Edit: D'oh, I always get this backwards. IAC, it's not the reentrancy that leads to this initial suspension, just the way actors work.

vns · October 5, 2024, 10:13pm

There is a difference: if that is a nonisolated type that conforms to a protocol, and async function called within some actor, it will hop off the actor. Consider following:

protocol P: Sendable {
    func foo() async
}

struct A: P {
    func foo() {
        MainActor.assertIsolated()  // ok
        print("I am sync and run in actor isolation")
    }
}

struct B: P {
    func foo() async {        
        // Uncomment to see in play
        // The following line will crash at runtime
        // MainActor.assertIsolated()
        print("I am async and hop off an actor.")
    }
}

@MainActor
struct X {
    let p: any P

    func test() async {
        await p.foo()
    }
}

let x1 = X(p: A())
await x1.test()

let x2 = X(p: B())
await x2.test()

There is a significant difference how this code will run. So async also not just a marker for the developers, it has an impact.

QuinceyMorris · October 6, 2024, 2:23am

Ah, nice! This is a more recent complexification, resulting from Swift's more recent "callee decides the isolation" policy.

I'm not sure, though, why it makes any more implausible — or undesirable — that a non-async-function can satisfy an async protocol requirement. Both of your foo functions can satisfy an await. It's just that in cases like this they do so in different ways.

QuinceyMorris · October 6, 2024, 2:32am

I was asked what evolution proposal defined this behavior. It's actually in SE-0306 Actors:

The second form of permissible cross-actor reference is one that is performed with an asynchronous function invocation. Such asynchronous function invocations are turned into "messages" requesting that the actor execute the corresponding task when it can safely do so. These messages are stored in the actor's "mailbox", and the caller initiating the asynchronous function invocation may be suspended until the actor is able to process the corresponding message in its mailbox. An actor processes the messages in its mailbox one-at-a-time, so that a given actor will never have two concurrently-executing tasks running actor-isolated code.

[my emphasis]

aetherealtech · October 6, 2024, 10:07pm

I was just reminded of this earlier today while trying to test something, with the test failing because I relied on the invalid assumption that calling down through async functions is synchronous until it hits a genuine suspension point. My thinking on that is confounded with C# experience (where you can even call an "async" function from a sync one, because there's really no such thing, you just can't await the result, and it will synchronously execute until something actually suspends).

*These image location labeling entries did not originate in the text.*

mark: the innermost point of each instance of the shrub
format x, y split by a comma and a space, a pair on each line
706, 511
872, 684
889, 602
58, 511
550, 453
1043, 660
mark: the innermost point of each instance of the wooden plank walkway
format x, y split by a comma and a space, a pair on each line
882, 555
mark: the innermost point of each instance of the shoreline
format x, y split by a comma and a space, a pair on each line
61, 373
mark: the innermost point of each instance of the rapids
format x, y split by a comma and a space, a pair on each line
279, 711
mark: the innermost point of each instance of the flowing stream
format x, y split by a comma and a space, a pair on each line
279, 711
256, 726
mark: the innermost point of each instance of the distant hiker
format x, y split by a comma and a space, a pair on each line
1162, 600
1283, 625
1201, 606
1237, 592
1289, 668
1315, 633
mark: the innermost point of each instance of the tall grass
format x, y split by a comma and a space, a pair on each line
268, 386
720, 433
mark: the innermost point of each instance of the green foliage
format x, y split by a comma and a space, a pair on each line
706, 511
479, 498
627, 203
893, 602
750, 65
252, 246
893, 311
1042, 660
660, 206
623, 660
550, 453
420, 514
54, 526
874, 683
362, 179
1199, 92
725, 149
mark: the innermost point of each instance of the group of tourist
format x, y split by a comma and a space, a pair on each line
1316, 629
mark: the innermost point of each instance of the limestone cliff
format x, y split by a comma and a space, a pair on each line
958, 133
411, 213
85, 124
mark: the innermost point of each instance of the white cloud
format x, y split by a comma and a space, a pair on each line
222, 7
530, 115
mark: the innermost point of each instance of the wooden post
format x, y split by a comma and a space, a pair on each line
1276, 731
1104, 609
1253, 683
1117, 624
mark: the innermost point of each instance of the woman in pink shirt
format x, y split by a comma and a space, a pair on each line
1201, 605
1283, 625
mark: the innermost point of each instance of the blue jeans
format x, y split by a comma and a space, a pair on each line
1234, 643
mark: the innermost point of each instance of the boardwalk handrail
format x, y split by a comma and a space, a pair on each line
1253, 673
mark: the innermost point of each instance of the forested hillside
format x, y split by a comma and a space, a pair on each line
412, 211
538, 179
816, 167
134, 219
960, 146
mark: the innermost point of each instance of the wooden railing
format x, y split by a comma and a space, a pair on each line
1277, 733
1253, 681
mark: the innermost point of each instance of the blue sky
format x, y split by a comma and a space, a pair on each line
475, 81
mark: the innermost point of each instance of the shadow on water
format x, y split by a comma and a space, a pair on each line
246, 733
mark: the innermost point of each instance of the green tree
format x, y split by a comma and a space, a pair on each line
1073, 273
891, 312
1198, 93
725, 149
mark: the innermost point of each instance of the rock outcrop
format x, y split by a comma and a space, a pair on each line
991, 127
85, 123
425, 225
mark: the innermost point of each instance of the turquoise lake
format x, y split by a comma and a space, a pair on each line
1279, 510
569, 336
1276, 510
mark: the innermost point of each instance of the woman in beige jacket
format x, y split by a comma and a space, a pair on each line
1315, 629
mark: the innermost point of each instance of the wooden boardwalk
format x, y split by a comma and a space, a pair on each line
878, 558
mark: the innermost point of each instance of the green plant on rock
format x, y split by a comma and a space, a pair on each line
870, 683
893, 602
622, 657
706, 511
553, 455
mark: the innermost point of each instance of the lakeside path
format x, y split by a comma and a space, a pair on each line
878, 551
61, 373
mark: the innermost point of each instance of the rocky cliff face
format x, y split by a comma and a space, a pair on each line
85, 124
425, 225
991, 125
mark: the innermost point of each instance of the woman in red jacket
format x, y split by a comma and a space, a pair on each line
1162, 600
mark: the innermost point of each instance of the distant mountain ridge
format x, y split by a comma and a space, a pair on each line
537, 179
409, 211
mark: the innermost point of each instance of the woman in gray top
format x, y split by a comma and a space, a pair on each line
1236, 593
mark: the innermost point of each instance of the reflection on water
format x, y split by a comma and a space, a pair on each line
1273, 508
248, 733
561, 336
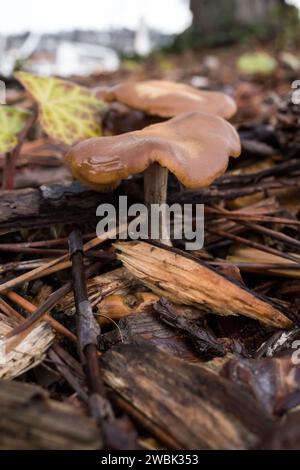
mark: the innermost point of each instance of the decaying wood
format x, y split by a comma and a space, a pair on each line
186, 280
274, 382
198, 409
28, 352
148, 326
203, 339
29, 419
286, 436
118, 281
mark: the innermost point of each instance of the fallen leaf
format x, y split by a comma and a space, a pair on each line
12, 122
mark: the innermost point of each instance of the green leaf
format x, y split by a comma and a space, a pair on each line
12, 122
257, 63
67, 112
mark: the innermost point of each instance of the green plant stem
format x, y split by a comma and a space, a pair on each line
11, 158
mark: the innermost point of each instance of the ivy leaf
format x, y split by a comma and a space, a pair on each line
257, 63
67, 112
12, 122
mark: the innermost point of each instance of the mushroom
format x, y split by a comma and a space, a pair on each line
195, 147
135, 105
168, 99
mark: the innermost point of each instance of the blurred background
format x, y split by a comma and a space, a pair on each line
68, 38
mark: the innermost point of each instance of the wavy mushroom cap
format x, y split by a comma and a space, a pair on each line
169, 99
195, 147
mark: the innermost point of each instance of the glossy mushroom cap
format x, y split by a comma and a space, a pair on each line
195, 147
168, 99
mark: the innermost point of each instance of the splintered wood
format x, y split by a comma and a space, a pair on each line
31, 420
20, 354
188, 281
195, 407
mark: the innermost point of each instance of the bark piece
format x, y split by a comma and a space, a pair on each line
29, 419
148, 326
198, 409
186, 280
274, 382
204, 341
19, 354
118, 281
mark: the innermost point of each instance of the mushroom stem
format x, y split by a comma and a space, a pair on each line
155, 192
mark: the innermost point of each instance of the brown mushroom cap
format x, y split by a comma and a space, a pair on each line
195, 147
169, 99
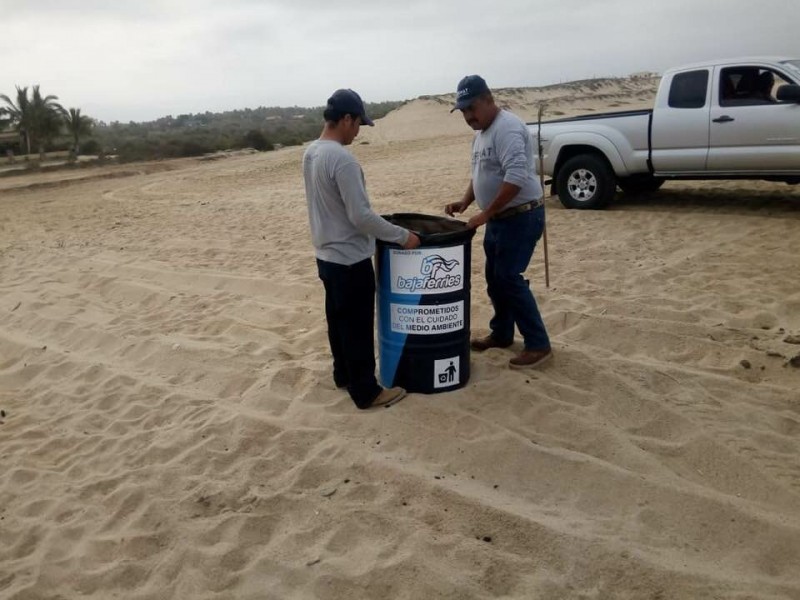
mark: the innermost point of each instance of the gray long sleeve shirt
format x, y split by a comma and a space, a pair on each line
343, 225
504, 152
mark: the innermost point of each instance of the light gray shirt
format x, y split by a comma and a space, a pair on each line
343, 225
504, 152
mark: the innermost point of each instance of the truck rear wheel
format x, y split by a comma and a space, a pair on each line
640, 184
586, 181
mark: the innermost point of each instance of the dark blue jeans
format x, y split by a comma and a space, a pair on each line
350, 311
509, 245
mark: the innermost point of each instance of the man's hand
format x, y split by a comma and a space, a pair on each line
412, 241
455, 207
478, 220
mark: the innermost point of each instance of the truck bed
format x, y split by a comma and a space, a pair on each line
610, 115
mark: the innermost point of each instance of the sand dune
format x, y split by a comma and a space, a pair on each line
171, 429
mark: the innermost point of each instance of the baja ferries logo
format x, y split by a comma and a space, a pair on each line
435, 271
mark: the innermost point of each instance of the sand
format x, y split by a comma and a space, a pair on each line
171, 429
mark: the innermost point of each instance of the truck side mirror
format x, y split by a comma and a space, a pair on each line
788, 93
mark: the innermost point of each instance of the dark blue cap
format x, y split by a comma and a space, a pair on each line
468, 89
347, 102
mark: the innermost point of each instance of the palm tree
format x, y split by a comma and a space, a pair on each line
20, 114
38, 117
46, 118
77, 125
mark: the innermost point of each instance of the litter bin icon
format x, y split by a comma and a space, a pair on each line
423, 300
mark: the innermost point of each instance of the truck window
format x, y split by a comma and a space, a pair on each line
748, 86
688, 90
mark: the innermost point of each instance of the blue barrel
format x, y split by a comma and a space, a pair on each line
424, 305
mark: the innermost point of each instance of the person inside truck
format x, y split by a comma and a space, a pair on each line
764, 85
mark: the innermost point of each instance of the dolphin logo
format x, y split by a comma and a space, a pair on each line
434, 264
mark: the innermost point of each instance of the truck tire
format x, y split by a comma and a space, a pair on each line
586, 181
640, 184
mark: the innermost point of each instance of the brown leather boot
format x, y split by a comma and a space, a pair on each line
481, 344
530, 358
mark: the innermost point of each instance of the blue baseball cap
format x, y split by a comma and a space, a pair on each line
469, 88
348, 102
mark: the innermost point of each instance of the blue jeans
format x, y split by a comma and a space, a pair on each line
509, 245
350, 312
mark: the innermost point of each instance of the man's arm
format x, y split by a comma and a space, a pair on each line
508, 191
510, 148
466, 200
350, 180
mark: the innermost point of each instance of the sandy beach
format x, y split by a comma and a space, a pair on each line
170, 427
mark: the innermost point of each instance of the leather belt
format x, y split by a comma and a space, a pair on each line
518, 210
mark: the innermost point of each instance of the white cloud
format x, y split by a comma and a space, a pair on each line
144, 59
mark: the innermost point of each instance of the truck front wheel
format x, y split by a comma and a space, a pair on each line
586, 181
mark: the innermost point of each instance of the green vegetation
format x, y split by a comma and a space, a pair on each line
197, 134
44, 125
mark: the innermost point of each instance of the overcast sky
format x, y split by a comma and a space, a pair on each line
143, 59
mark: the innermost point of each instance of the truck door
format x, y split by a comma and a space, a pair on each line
750, 130
679, 134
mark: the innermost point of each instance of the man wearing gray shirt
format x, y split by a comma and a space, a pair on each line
343, 231
508, 192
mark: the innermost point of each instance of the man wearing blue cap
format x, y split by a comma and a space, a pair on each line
343, 230
510, 196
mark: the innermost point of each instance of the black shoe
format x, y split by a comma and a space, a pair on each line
481, 344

I definitely find this surprising behavior and am a little skeptical it is the "right" way to do it (I lean toward it being correct that an async function inherits its actor context unless and until you explicitly opt out of that with e.g. Task.detached. After all, if Task { await doX() } inherits the actor context, why wouldn't await doX()?).

However, I also suspect this difference is only "visible" in situations where you're doing something unsafe. In your example you're asserting main actor isolation in a function that is not main actor isolated. In my aforementioned test I was making assumptions about the execution order of things that have no such guarantee... testing concurrency utilities is tricky.

If you rely only on what is safe to rely on (i.e. that code is executing on a specific actor only if it's marked as such, or that X happens after Y only if there's an await between them), the calls jumping back to the default task actor should be a pure implementation detail that "shouldn't matter". It probably helps keep actors better utilized, since if async code isn't marked as actor isolated, it's okay to execute it on other actors, so you might as well free up a specific actor to stay concentrated on what does need to execute on it.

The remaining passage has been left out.